Guest Author - Lisa Pinkus
Jewish history contains many lessons – even in modern times. Today, we live a delicate balance trying to stay connected to our past while continuing to thrive in modern times. The depth of meaning behind the rituals we observe are as important as the actions themselves.
On the day after Rosh Hashanah, we embark upon a minor fast known as the Fast of Gedalia. It is minor only in the sense that it begins at dawn and ends at dusk, but it is a fast of utmost importance.
After Nebuchadnezzar, the king of Babylon, conquered Jerusalem and destroyed the First Temple, most of the inhabitants had been killed.

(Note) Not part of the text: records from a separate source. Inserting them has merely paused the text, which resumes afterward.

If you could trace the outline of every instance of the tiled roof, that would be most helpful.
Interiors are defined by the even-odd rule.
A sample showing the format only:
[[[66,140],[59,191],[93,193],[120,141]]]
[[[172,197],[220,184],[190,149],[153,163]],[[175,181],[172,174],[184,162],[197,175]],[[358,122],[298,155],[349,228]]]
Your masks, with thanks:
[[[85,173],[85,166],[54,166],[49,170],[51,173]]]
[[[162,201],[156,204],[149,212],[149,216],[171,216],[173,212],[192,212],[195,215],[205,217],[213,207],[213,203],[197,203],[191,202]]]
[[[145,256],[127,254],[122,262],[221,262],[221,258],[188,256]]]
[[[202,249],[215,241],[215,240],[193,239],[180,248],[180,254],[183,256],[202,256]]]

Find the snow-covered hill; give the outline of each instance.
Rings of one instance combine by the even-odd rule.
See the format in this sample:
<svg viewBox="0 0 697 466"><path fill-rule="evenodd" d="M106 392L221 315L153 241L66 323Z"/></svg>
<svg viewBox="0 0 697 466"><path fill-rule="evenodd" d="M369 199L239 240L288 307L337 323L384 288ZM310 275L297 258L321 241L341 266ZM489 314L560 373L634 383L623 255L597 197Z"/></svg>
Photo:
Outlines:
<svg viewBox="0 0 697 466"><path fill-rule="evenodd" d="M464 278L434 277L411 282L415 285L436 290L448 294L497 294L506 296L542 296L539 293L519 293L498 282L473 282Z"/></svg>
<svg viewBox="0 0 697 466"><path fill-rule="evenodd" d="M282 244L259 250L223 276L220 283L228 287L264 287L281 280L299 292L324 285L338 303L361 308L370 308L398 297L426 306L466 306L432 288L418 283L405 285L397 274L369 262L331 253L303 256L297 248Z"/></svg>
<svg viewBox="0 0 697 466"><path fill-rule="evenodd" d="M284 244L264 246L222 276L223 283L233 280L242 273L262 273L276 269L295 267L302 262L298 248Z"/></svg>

Nebuchadnezzar appointed Gedalia to govern the small group of remaining Jews. Many Jews who had previously fled the country returned.
Gedalia was selected as a leader because he was somewhat submissive to the rule of Nebuchadnezzar. Gedalia was a realistic guide to the Jewish people, and he did what was necessary to ensure a normal life for his people.
The king of Ammon, a man named Belis, was threatened by the Jewish people’s loyalty to Babylonia. Belis persuaded a jealous man named Yishmael to kill Gedalia. Yishmael was the descendant of a royal family, and he was angry that Gedalia had been chosen as Governor.
Yishmael killed Gedalia who refused to listen to the warnings that were shared with him. Yishmael also killed many other Jews and Babylonians. The remaining Jews consulted the Prophet Jeremiah as to what they should do. Jeremiah told them to remain in Eretz Yisrael, but they did not heed his advice. Instead, they fled – kidnapping Jeremiah and taking him with them – to Egypt.
Our sages have declared the third day of the month of Tishrei as a fast day. In the Talmud we are told that the death of a righteous person is equal to that of the destruction of the Holy Temple.
While the Jewish people have seen many righteous people die in our days, after the death of Gedalia, the Land of Israel was devoid of Jews. Israel remained without Her Jewish people until the rebuilding of the second Holy Temple (Bait Hamikdash).
It is quite fitting that the Fast of Gedalia (Tzom Gedalia) takes place between Rosh Hashanah and Yom Kippur, the holiest days of the year. After two days of praying for another year of life – and a happy and healthy one at that – we have a day of suffering.
The lesson within this fast is clear. When things seem hopeless, cling to G-d. That is the time to put your faith in G-d. We cannot call upon G-d and praise G-d only when the world seems to be going our way. The Fast of Gedalia provides insight into man’s relationship with G-d. Seize the seriousness of this day.